10 Toen streden de Filistijnen en Israël werd verslagen. Ieder vluchtte naar zijn tent, en de slachting was zeer groot: van Israël vielen dertigduizend man voetvolk.
11 Ook werd de ark Gods buitgemaakt en de beide zonen van Eli, Chofni en Pinechas, vonden de dood.
12 Een Benjaminiet snelde weg uit de gelederen en bereikte nog op dezelfde dag Silo, in gescheurde klederen en met aarde op zijn hoofd.
13 Toen hij aankwam, zie, Eli zat op zijn stoel aan de kant van de weg in afwachting, want zijn hart was vol zorg over de ark Gods.
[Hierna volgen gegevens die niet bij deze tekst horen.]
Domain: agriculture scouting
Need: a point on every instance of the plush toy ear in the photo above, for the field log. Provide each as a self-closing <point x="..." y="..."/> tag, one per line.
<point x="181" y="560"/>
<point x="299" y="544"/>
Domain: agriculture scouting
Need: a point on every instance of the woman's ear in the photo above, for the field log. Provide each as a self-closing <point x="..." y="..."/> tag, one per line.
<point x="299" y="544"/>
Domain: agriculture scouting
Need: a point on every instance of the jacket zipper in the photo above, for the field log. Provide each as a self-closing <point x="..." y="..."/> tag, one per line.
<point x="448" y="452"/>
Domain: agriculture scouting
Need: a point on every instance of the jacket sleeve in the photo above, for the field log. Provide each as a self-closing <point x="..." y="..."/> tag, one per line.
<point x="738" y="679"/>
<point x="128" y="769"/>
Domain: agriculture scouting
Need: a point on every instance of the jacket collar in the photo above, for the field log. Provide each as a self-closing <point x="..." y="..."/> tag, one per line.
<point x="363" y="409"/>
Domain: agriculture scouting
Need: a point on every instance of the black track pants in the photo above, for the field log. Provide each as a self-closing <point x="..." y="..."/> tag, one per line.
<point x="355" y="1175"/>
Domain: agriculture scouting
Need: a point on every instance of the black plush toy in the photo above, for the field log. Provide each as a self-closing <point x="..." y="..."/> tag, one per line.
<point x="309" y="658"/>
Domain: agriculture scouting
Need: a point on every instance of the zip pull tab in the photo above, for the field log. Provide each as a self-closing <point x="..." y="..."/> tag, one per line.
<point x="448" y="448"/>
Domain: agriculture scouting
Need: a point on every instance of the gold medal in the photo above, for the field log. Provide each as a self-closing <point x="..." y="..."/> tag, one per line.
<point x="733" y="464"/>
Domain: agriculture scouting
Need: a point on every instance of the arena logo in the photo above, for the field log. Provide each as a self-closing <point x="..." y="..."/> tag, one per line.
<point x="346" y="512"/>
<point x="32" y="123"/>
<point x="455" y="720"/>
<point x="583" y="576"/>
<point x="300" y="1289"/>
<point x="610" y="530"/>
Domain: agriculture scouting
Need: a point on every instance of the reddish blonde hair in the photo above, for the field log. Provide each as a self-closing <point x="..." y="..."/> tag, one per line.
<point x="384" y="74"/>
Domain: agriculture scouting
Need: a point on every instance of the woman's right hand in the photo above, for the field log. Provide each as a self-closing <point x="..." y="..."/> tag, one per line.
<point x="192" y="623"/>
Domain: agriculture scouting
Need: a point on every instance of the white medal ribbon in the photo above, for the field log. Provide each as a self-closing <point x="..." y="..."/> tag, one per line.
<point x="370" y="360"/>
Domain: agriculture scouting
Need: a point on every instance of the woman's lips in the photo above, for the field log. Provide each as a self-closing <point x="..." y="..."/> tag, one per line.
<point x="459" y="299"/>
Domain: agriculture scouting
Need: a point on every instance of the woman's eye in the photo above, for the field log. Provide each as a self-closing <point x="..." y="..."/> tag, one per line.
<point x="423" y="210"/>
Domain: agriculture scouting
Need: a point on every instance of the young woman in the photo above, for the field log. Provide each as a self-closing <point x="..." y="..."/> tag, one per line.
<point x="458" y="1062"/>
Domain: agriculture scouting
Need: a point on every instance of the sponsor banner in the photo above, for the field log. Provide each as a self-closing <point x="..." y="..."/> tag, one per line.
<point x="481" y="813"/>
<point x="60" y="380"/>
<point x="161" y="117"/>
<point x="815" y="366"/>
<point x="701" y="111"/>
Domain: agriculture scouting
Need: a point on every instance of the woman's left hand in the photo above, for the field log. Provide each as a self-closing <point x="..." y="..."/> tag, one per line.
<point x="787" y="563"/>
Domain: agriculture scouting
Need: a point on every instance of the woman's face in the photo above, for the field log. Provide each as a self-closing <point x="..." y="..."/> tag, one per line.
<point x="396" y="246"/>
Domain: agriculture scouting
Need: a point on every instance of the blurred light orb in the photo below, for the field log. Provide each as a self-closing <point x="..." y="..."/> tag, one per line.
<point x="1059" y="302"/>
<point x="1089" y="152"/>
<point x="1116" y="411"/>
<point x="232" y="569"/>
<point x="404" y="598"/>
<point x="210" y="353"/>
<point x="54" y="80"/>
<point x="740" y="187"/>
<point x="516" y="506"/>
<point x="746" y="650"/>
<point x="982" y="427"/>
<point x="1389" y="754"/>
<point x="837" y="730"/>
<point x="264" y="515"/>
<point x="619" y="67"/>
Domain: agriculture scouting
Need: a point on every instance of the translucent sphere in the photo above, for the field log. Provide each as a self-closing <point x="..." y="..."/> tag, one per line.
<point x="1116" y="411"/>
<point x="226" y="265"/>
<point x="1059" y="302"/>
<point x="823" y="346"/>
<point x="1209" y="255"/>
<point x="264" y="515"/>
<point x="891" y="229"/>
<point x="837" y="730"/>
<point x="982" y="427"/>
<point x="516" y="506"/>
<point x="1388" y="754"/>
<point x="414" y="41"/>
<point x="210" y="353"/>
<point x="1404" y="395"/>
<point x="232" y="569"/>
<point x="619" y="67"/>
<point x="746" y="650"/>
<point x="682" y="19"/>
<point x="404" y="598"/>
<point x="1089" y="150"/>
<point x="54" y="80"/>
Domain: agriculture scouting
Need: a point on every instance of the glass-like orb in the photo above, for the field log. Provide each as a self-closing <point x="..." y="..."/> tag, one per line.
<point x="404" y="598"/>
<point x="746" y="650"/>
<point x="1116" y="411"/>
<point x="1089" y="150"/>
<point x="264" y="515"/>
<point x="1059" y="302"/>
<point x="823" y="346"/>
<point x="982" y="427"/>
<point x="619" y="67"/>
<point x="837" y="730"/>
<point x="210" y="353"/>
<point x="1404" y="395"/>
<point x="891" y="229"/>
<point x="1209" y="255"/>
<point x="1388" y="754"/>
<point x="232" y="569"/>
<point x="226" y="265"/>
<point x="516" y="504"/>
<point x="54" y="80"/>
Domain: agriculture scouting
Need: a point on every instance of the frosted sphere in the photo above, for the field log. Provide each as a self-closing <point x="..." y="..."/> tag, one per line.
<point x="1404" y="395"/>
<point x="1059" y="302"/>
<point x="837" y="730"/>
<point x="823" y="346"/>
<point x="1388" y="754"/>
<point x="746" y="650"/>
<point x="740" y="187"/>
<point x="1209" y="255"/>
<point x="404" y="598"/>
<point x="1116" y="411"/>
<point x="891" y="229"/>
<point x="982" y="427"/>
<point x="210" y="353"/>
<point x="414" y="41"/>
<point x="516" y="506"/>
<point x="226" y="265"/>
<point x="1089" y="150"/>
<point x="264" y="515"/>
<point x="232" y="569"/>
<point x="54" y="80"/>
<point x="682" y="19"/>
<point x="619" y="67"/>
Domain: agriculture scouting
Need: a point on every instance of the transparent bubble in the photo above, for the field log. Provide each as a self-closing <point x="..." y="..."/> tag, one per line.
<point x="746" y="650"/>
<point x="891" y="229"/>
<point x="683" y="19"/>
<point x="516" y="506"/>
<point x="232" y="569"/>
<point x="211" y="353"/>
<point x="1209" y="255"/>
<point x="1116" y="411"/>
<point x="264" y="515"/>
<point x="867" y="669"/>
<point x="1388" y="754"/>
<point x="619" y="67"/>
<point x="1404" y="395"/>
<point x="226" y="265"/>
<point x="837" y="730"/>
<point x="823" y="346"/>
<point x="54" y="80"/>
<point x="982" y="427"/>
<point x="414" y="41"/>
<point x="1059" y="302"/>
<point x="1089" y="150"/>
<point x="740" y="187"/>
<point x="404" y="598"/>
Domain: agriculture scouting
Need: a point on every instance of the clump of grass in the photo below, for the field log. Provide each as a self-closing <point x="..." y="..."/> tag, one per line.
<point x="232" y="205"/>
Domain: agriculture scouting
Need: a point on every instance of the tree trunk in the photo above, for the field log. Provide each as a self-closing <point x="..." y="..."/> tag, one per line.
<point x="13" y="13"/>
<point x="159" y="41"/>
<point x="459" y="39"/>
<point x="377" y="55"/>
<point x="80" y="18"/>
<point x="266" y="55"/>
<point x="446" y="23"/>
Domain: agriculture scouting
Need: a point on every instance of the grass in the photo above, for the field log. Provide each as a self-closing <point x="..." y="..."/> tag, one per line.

Toen de man in de stad kwam en het bericht overbracht, ging er een gejammer door de gehele stad.
14 Eli hoorde het jammergeschrei en vroeg: Wat is dat voor een rumoer? De man haastte zich naar Eli en deelde het hem mee.
15 Eli nu was achtennegentig jaar oud en zijn ogen stonden star, zodat hij niet zien kon.
16 De man zeide tot Eli: Ik kom van het slagveld; ik ben vandaag nog van het slagveld gevlucht. Hij zeide: Wat is er gebeurd, mijn zoon?